No, the date has not changed, but the way in which the May 12 primary (for presidential and other offices) is conducted will be. In-person early and in-person election day voting are still available options at this time, but all West Virginia voters will now have an alternative that will allow them to stay at home and still participate in the primary election.

There are now 46 days until the May 12 primary. In that window of time, the West Virginia secretary of state's office or local county elections officials will have to mail out absentee applications to all of the active voters in the state. One complicating factor on that front is that West Virginians still have until April 21 to register to vote in the upcoming primary. That may entail more than just one mass mailing of absentee applications.

After that voters have to fill out the application, return it via voter-paid postage to the county board and await the ballot's arrival. It is unclear whether voters can continue to use the online application that can be returned to the county board via email or fax and avoid paying postage with the mailed form. Regardless of the method, voters have until May 6 to submit their applications for an absentee ballot.

Once received, the ballot may be filled out and must be returned, postmarked by May 12 (primary election day) to be counted. That means that results will likely be slower in coming in and potentially undetermined until after election day.
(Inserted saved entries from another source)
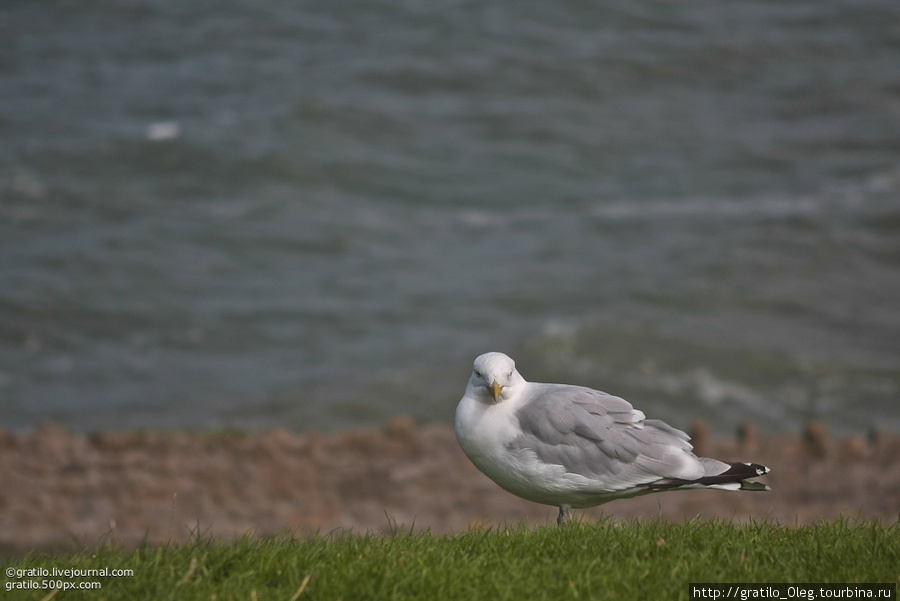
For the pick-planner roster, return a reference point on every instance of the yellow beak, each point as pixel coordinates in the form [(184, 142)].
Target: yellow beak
[(495, 391)]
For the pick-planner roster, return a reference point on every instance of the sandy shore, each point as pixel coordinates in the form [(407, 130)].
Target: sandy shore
[(59, 488)]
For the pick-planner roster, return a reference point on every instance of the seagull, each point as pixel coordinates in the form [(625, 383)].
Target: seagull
[(575, 447)]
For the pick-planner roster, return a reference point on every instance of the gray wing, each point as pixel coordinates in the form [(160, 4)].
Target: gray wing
[(603, 438)]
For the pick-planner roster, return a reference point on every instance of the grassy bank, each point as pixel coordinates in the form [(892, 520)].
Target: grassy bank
[(630, 560)]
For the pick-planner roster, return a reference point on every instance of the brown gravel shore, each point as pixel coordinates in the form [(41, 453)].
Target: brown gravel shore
[(61, 490)]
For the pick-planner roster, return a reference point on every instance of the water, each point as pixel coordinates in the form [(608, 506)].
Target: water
[(315, 215)]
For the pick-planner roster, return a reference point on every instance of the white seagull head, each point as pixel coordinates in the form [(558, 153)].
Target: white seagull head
[(494, 378)]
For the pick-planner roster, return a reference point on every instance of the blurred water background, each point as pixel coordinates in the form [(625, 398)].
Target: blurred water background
[(250, 213)]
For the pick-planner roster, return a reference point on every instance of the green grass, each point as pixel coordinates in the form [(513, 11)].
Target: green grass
[(625, 560)]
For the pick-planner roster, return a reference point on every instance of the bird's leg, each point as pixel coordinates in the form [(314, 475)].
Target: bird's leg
[(565, 514)]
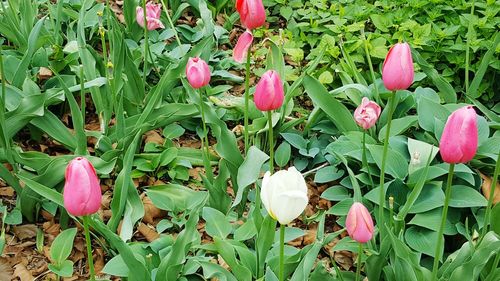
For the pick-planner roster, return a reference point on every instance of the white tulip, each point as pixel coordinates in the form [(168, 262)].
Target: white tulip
[(284, 194)]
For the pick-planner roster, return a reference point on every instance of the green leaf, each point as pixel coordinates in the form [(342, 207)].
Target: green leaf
[(335, 110), (61, 246), (282, 154), (463, 196), (216, 223), (396, 164), (398, 126)]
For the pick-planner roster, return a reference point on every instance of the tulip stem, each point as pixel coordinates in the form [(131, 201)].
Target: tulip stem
[(364, 160), (205, 143), (89, 247), (439, 244), (247, 94), (146, 43), (381, 201), (282, 252), (165, 7), (491, 196), (271, 141), (358, 263)]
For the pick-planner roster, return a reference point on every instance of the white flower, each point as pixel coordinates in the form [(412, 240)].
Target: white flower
[(284, 194)]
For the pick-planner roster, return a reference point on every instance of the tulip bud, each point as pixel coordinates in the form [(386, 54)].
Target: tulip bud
[(82, 192), (153, 12), (367, 113), (397, 70), (359, 223), (269, 94), (241, 49), (284, 194), (458, 142), (197, 72), (252, 13)]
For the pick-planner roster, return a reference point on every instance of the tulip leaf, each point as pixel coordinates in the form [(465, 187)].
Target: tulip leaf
[(216, 223), (61, 246), (335, 110)]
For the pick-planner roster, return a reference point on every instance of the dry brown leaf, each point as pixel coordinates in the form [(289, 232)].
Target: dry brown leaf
[(148, 233), (25, 231), (486, 188), (22, 273), (5, 270)]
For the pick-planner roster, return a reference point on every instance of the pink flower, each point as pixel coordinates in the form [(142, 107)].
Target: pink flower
[(367, 113), (197, 72), (252, 13), (359, 223), (153, 12), (458, 142), (269, 94), (397, 71), (82, 192), (241, 49)]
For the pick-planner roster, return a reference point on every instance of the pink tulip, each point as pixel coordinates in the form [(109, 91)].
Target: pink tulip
[(252, 13), (153, 12), (367, 113), (359, 223), (269, 94), (197, 72), (458, 142), (397, 71), (241, 49), (82, 192)]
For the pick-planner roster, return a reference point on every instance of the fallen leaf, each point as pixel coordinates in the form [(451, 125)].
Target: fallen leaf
[(25, 231), (5, 270), (486, 188), (22, 273)]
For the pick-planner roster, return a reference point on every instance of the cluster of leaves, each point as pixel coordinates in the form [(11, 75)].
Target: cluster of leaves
[(129, 101)]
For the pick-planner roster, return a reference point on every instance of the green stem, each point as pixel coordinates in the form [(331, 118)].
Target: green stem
[(381, 200), (358, 263), (247, 97), (282, 252), (491, 197), (89, 247), (365, 161), (439, 245), (146, 44), (165, 8), (271, 141), (467, 52), (205, 143)]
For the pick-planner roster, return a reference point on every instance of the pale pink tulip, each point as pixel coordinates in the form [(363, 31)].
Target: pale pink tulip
[(269, 93), (153, 12), (252, 13), (197, 72), (458, 142), (359, 223), (367, 113), (397, 70), (82, 192), (241, 49)]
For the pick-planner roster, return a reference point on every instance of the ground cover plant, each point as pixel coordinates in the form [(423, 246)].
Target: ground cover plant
[(249, 140)]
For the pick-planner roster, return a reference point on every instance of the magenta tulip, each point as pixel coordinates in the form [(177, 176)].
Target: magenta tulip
[(458, 142), (197, 72), (359, 223), (241, 49), (269, 94), (397, 70), (367, 113), (252, 13), (153, 12), (82, 192)]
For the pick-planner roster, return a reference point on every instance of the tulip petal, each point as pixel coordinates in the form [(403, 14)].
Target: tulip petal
[(240, 51)]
West Virginia now joins a raft of other later-voting primary states in shifting in the direction of more widespread vote-by-mail systems in response to the coronavirus threat. The new West Virginia systems mimics the new protocols adopted in states like Georgia, where absentee applications are being mailed to all active voters. Ohio, on the other hand, is sending an informational mailing describing how voters can request an absentee ballot. That contrasts with a state like Alaska where the Democratic Party is allowing its party-run primary voters to download a ballot directly in order to participate.

This is an important point: States and state parties are dealing with the electoral impact the coronavirus presents, but are doing so in a wide range of ways. That will create uneven results for voters across states; more obstacles in some than in others.